FRANCISCO ORTIZ PINCHETTI
No me parece que la descalificación del adversario sea la mejor estrategia de campaña. Lamentablemente, esa práctica ha ocupado un lugar preponderante en las contiendas electorales en los últimos años, a todos los niveles. En lugar de confrontar ideas y propuestas, se intercambian en debates y declaraciones epítetos y acusaciones de corrupción que a menudo no se prueban.
El éxito del candidato presidencial del PAN Diego Fernández de Ceballos, cuando en el primer debate presidencial de la historia en 1994 sacó sus “trapitos sucios” tanto al candidato perredista Cuauhtémoc Cárdenas Solórzano como al priista Ernesto Zedillo Ponce de León, marcó un precedente que se convirtió en costumbre. Sin embargo, el Jefe Diego ganó el debate, pero perdió la elección.

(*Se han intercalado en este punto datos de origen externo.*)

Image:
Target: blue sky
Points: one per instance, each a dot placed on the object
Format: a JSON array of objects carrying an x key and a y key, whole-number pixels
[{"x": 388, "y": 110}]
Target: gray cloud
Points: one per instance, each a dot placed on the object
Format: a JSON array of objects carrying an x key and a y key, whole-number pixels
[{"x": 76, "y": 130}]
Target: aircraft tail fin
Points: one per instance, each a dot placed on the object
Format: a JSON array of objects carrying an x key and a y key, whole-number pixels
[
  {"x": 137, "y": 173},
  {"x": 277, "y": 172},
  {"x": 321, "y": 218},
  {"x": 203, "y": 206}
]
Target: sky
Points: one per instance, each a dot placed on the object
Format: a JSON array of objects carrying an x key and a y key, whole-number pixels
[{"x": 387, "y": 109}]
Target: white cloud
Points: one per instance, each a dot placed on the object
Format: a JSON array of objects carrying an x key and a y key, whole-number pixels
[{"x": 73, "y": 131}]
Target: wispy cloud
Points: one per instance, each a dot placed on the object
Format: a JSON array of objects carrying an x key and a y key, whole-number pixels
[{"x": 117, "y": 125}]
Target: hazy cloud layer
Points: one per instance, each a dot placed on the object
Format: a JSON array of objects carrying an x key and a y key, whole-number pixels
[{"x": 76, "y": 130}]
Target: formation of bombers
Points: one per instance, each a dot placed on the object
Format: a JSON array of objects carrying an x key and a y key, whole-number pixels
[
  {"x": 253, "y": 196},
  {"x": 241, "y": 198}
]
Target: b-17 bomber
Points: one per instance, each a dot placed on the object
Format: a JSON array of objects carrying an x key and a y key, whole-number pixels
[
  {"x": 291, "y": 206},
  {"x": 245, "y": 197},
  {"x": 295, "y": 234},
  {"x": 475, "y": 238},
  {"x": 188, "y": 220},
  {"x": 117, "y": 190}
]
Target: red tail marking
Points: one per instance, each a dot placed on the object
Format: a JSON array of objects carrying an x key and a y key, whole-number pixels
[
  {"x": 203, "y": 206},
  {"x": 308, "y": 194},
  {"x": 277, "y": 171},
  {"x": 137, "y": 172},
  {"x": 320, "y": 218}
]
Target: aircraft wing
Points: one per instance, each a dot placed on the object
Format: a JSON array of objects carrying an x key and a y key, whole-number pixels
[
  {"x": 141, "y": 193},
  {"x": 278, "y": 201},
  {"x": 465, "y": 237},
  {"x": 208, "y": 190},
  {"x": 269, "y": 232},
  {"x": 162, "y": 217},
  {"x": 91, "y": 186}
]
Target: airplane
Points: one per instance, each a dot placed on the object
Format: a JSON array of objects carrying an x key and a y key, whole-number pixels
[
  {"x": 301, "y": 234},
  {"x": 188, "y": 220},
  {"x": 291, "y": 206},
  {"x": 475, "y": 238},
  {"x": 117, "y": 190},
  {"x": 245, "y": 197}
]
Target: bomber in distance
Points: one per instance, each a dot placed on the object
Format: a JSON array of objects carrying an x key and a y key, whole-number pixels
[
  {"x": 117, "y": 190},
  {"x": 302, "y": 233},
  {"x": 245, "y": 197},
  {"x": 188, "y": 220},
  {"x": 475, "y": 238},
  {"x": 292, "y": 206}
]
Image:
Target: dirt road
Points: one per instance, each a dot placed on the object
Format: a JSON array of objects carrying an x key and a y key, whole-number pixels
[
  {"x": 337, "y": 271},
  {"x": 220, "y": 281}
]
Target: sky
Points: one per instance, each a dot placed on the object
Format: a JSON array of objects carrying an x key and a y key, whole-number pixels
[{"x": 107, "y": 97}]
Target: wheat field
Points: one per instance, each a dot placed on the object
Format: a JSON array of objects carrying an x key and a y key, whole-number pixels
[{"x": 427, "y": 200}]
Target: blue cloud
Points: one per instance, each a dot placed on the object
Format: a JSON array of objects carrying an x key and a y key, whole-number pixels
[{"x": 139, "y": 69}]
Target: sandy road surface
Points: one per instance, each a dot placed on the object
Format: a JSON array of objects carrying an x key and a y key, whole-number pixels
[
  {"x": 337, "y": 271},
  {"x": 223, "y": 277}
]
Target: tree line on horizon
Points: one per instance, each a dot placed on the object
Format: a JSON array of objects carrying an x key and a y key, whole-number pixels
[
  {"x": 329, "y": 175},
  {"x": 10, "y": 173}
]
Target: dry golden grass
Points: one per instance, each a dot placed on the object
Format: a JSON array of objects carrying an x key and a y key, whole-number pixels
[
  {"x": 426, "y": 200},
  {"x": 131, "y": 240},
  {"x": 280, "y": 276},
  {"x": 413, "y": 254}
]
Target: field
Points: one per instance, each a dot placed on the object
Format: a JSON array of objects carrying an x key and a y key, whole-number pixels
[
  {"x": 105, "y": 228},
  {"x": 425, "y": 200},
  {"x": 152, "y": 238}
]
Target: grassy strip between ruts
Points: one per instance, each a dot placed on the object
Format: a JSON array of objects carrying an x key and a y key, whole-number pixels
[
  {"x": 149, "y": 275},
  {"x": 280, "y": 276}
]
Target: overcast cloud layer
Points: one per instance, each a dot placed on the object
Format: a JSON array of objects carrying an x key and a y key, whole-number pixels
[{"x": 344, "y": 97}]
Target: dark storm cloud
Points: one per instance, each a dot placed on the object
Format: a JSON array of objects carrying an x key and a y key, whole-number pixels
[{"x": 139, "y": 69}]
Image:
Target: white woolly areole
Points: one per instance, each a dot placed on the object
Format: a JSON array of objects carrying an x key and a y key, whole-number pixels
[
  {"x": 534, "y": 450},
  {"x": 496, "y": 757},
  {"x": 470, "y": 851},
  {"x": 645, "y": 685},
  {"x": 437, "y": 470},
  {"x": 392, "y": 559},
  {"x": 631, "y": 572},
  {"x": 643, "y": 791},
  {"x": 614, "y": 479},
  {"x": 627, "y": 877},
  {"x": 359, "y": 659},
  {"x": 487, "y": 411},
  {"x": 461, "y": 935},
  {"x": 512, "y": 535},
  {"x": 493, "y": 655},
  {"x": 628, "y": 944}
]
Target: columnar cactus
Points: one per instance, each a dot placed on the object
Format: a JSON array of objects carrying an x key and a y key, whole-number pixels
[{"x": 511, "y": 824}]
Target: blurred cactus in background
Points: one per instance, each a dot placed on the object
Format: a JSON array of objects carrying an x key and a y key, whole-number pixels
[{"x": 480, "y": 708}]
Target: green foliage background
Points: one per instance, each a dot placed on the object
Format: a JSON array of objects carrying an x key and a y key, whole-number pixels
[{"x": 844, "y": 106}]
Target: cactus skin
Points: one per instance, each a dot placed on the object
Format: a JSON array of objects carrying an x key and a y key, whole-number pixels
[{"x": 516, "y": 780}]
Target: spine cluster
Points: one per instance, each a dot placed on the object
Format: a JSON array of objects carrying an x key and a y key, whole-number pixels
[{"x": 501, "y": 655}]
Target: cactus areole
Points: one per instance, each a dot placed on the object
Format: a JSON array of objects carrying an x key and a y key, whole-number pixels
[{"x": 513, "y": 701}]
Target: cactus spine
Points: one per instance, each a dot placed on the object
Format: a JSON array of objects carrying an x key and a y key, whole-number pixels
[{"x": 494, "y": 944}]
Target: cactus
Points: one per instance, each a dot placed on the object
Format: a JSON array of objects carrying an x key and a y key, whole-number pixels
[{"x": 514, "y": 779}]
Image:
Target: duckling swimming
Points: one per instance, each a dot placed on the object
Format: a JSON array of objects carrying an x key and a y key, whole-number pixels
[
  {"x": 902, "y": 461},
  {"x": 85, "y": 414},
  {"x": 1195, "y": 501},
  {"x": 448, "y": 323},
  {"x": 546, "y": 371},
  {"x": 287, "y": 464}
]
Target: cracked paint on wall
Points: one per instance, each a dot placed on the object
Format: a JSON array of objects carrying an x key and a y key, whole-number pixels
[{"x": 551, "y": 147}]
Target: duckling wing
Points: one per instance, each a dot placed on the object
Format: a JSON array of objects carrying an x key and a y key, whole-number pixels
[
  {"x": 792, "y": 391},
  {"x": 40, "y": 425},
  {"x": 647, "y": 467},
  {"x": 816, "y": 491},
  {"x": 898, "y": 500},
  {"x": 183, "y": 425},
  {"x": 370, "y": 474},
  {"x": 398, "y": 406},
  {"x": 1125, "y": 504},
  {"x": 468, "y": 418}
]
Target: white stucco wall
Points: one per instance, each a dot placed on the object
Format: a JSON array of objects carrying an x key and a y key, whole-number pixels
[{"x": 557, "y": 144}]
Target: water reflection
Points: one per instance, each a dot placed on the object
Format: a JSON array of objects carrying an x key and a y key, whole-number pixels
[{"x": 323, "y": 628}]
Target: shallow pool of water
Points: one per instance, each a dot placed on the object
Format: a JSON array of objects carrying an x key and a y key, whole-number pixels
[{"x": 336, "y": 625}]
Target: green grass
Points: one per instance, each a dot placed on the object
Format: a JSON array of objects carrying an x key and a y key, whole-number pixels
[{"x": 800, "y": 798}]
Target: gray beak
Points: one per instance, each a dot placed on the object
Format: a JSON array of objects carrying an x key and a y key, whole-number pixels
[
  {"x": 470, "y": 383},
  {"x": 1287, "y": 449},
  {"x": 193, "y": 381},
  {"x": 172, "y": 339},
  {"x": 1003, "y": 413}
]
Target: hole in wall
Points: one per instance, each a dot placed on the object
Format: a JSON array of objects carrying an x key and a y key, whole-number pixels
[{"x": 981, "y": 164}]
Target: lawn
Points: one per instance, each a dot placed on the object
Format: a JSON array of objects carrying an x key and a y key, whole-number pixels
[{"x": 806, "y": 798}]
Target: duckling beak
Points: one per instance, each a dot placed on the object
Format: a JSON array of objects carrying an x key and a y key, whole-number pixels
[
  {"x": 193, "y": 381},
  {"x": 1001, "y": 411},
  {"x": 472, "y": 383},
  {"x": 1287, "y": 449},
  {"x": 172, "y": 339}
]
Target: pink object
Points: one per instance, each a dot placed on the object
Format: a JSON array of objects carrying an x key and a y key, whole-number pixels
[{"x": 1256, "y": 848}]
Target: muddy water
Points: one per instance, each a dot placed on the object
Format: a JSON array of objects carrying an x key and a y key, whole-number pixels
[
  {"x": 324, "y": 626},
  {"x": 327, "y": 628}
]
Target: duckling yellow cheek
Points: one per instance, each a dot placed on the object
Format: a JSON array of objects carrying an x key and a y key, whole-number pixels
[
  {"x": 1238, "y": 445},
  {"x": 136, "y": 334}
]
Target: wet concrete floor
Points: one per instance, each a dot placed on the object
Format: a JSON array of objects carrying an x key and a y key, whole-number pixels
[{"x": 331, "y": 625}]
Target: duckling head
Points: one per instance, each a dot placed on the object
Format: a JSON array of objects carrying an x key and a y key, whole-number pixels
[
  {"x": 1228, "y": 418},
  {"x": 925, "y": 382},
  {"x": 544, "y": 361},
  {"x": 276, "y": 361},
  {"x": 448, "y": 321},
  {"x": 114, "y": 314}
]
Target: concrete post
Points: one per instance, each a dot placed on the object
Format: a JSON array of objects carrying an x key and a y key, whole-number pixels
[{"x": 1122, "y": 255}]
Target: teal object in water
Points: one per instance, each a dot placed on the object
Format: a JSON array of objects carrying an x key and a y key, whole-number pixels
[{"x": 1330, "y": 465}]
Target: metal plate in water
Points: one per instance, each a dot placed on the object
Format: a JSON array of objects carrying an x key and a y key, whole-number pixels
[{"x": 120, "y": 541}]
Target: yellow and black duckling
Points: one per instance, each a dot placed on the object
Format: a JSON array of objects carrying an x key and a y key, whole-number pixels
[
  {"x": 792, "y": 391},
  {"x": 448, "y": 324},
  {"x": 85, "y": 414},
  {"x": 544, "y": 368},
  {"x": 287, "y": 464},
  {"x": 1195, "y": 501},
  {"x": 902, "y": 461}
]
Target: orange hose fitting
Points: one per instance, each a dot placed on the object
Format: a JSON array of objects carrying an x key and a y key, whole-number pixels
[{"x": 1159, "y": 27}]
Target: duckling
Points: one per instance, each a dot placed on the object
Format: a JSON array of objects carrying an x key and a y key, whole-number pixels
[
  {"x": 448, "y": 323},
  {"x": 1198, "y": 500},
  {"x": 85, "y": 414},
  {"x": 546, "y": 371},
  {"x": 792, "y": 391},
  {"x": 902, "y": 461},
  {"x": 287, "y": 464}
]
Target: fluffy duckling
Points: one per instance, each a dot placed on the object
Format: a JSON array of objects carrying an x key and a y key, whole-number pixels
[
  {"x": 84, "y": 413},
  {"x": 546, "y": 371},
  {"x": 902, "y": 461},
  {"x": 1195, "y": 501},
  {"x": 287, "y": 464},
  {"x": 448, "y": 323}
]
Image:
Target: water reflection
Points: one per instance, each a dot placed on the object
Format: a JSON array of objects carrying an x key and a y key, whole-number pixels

Muy por debajo de esa práctica, finalmente ineficaz, está la llamada “guerra sucia” o “campaña negra” entre candidatos, basada fundamentalmente en la filtración generalmente anónima de supuestos documentos, videos o grabaciones a través de la redes sociales y de algunos medios que se prestan al juego. Aunque esta modalidad deleznable ya riñe con la ética, es sorprendente que a ella recurran inclusive quienes pregonan valores morales como sustento de su concepción política y su propuesta de gobierno.
La contienda en Benito Juárez por la alcaldía y las diputaciones locales, lamentablemente, en la que ha habido propuestas serias e importantes sobre todo en el tema de la inseguridad, no ha estado exenta de ese tipo de filtraciones y golpes bajos. Francamente, los juarenses no merecemos eso. Ojalá esto se corrija en la última semana de actividad proselitista y los candidatos encausen sus esfuerzos a convencer a la ciudadanía de sus planteamientos y no en denostar al contrario desde el anonimato. Se vale acusar, pero también se exige dar la cara. Válgame.